During our client event in January of 2014, I said “Puerto Rico has been in the news lately and will undoubtedly have to restructure or default on their debt. We have been following this development and anticipated additional risk for a while now and recently decided to reduce our exposure to this debt by selling out of one fund that had exposure to Puerto Rico to one that didn’t. It worked out well for us as the pricing continues to fall and we will continue to research and monitor other issues as they arise.”
In our opinion, to not see this coming, to get out or attempt to buy Puerto Rico debt “on the cheap,” was a drastic mistake. You have to question the intent or market knowledge of buyers of this debt after the numerous warnings that were issued. Many hung on to the General Obligation of the territory that made it illegal for Puerto Rico to go into default. However, as we’ve seen with the GM default in 2009 and the recent Detroit bankruptcy, the rules can easily be changed by the lawmakers if they deem it necessary. With $74 billion of debt outstanding and $49 billion in pension liabilities, the haircut to debt holders will be extremely large.

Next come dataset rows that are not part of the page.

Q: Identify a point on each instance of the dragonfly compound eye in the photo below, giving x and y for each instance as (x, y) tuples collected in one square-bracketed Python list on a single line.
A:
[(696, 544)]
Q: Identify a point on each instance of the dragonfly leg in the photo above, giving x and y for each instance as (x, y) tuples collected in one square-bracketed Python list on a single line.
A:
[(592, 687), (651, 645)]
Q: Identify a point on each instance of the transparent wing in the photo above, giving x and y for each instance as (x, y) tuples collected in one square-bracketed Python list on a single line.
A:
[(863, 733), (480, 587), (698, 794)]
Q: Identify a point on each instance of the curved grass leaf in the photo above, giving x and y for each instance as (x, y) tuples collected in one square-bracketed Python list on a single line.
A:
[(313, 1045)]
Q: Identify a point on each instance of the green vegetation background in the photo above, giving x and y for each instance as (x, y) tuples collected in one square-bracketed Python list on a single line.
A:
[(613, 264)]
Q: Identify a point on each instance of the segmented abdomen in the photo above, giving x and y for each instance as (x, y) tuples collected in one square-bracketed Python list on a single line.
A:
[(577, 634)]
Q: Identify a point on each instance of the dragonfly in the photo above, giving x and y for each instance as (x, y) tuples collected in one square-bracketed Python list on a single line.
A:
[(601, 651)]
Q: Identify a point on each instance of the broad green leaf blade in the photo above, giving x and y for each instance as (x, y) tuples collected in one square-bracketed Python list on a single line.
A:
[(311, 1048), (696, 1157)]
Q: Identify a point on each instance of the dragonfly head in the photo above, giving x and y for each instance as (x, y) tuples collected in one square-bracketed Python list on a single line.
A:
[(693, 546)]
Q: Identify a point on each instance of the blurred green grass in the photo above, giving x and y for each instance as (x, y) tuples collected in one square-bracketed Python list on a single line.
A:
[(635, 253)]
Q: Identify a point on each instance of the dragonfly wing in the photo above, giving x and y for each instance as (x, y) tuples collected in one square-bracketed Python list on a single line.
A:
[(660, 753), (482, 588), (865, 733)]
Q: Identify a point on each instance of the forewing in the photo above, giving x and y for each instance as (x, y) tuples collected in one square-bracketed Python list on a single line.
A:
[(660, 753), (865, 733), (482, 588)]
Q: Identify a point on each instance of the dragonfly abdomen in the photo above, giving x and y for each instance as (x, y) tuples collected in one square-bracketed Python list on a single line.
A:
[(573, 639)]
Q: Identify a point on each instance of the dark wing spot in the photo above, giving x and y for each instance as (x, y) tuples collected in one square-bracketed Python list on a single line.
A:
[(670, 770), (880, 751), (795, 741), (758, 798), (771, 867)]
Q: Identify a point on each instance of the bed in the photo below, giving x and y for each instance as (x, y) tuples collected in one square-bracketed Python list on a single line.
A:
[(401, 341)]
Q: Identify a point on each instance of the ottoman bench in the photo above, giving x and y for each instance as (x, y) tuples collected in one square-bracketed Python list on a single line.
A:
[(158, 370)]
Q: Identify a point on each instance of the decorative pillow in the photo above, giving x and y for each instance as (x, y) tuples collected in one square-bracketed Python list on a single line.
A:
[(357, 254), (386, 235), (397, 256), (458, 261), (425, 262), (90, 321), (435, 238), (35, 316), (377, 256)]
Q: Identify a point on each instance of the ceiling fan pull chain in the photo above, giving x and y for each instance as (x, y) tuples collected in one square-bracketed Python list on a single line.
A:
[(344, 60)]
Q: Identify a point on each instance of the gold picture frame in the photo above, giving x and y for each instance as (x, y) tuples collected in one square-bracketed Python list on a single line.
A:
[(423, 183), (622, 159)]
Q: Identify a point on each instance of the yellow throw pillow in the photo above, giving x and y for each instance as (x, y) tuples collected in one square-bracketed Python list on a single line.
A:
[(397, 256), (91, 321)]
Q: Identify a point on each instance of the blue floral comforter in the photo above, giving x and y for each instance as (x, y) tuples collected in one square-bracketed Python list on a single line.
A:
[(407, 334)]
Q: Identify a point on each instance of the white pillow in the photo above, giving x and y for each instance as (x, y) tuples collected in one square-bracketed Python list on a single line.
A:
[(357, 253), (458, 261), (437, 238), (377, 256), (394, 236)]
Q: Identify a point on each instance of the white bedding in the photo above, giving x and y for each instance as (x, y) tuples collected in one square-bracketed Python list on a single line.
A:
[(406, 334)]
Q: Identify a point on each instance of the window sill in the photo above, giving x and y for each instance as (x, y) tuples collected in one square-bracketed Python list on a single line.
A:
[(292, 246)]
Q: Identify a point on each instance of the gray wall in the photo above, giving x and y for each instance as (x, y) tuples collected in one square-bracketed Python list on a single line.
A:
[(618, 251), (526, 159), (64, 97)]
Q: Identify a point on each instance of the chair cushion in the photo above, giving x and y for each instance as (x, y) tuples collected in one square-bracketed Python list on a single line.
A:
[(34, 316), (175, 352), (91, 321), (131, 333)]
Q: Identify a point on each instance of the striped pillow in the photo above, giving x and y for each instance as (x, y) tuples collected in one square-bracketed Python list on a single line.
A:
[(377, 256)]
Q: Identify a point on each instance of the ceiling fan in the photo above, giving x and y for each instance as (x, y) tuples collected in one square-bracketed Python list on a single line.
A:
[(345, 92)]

If you didn’t invest in Puerto Rico or Detroit, that is great, but if you did, you can use this as another learning experience. When something looks too good to be true, it probably is. The bonds were trading at over 500 basis points higher than a comparable credit and 200 basis points above junk even though it was still rated investment grade. Yet, many still were attracted to the yields because of the lower yielding alternatives.
Similar to the credit market, the tax free market has had a bull run of sorts as well. High quality municipals have performed well in years past with 2013 being described as bumpy. Many high profile cities and states have run into funding problems, including Detroit Michigan, California, Illinois, Connecticut, New Jersey, Massachusetts, Pennsylvania and Puerto Rico. The filing for bankruptcy by Detroit and Puerto Rico has served as a wakeup call to other cities in similar situations. Pricing on many muni’s has been sporadic as investors try to digest which issues are more financial secure than others.
It will be important to see how Detroit and Puerto Rico pan out in the end; not because we view this as an opportunity to invest but an opportunity to divest in some of the other funds that may be heavily invested in some of the less attractive states.
As of June 11, 2017, Puerto Rico voted over the weekend to join the US as the 51st state after voting down the measure four times before. Ultimately it is up to Congress to decide but at least it is a possibility. At this point, Puerto Rico knows the jig is up and is looking for any way out.